A Deeper Look into Aleatoric and Epistemic Uncertainty Disentanglement
This work addresses the problem of trust in neural network predictions for practitioners and researchers, though it is incremental as it generalizes and evaluates existing methods rather than introducing a new paradigm.
The paper investigates the disentanglement of aleatoric and epistemic uncertainties in neural networks, revealing unexpected interactions between them and finding that ensembles provide the best disentangling quality, with recommendations such as using over 100 samples for reliable results.
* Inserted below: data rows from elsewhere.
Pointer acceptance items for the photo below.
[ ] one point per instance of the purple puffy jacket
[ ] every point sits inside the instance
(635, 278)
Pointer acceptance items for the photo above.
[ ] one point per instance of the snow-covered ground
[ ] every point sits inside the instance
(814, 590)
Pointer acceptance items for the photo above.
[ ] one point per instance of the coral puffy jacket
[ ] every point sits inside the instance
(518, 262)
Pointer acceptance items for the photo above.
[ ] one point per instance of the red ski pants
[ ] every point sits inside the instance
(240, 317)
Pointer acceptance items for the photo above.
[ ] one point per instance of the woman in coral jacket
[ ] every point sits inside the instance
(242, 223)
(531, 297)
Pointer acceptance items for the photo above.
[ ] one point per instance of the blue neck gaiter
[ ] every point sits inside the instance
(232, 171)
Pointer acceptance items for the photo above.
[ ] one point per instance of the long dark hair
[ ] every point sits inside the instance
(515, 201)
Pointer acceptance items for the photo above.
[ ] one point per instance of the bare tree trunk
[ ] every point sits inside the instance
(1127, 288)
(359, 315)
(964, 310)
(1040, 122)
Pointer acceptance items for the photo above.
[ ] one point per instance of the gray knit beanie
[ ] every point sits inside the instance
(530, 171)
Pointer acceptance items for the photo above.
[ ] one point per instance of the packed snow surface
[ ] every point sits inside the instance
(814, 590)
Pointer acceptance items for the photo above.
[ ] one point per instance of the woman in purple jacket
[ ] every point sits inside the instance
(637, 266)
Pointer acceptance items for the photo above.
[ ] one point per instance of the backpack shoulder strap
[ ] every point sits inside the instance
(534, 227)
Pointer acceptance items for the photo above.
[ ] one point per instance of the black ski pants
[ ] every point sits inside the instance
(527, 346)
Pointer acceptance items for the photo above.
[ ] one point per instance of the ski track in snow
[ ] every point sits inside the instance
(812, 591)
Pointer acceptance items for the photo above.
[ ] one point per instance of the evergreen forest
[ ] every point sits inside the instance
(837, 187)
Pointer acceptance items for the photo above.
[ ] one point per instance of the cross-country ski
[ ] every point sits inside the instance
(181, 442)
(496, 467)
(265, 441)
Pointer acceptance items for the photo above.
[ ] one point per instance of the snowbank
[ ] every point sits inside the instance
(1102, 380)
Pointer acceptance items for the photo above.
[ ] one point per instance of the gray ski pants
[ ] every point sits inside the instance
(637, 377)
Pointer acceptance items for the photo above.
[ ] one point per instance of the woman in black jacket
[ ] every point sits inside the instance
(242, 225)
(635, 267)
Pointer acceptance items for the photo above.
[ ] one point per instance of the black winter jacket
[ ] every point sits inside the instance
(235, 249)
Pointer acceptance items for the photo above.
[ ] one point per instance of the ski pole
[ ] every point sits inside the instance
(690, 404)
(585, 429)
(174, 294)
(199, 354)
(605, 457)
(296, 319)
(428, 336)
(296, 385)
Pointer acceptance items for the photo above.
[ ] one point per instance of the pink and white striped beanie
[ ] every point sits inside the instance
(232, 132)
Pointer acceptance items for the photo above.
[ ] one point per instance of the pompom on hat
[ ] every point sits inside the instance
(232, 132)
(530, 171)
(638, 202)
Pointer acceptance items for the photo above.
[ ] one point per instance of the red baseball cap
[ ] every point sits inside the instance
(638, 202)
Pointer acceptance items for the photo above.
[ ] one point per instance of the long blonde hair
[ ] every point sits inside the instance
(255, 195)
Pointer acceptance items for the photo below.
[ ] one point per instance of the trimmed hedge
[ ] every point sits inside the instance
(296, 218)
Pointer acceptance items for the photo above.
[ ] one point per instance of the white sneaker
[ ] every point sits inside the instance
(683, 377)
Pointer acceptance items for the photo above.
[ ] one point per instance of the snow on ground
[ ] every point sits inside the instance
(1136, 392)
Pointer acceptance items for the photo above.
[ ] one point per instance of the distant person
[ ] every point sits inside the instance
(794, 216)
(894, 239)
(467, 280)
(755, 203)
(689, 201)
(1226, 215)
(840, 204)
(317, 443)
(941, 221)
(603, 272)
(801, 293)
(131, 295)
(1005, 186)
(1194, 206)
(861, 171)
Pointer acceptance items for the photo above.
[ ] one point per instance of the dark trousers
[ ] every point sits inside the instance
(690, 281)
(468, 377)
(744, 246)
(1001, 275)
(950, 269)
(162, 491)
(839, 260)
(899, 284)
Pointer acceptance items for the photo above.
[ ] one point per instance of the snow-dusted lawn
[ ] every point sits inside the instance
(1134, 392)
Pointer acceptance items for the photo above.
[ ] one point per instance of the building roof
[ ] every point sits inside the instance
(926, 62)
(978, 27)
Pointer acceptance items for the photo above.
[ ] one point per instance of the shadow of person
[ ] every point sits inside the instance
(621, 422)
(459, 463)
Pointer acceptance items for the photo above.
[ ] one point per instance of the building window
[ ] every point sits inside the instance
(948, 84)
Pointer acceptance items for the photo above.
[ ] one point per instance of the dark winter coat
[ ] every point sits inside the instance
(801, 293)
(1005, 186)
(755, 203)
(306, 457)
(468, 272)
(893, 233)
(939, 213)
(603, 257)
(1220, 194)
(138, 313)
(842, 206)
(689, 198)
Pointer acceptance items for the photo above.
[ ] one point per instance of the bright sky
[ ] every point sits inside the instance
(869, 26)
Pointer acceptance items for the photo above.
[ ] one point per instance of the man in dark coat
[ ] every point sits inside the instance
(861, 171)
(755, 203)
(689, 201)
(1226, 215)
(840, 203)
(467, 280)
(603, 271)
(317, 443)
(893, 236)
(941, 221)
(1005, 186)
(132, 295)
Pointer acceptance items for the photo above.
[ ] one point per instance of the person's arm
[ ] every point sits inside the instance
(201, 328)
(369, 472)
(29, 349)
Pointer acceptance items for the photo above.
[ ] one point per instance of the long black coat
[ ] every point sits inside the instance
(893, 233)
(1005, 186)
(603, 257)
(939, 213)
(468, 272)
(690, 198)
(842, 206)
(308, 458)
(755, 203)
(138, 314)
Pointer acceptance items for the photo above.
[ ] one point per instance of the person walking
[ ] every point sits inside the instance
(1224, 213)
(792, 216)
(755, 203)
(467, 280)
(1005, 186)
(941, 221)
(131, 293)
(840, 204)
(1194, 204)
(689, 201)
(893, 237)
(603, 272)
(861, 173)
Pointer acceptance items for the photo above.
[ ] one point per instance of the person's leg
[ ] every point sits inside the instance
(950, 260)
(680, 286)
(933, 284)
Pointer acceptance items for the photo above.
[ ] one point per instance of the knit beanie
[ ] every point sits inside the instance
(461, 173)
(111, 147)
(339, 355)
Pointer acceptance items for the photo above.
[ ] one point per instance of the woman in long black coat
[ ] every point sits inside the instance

Neural networks are ubiquitous in many tasks, but trusting their predictions is an open issue. Uncertainty quantification is required for many applications, and disentangled aleatoric and epistemic uncertainties are best. In this paper, we generalize methods to produce disentangled uncertainties to work with different uncertainty quantification methods, and evaluate their capability to produce disentangled uncertainties. Our results show that: there is an interaction between learning aleatoric and epistemic uncertainty, which is unexpected and violates assumptions on aleatoric uncertainty, some methods like Flipout produce zero epistemic uncertainty, aleatoric uncertainty is unreliable in the out-of-distribution setting, and Ensembles provide overall the best disentangling quality. We also explore the error produced by the number of samples hyper-parameter in the sampling softmax function, recommending N > 100 samples. We expect that our formulation and results help practitioners and researchers choose uncertainty methods and expand the use of disentangled uncertainties, as well as motivate additional research into this topic.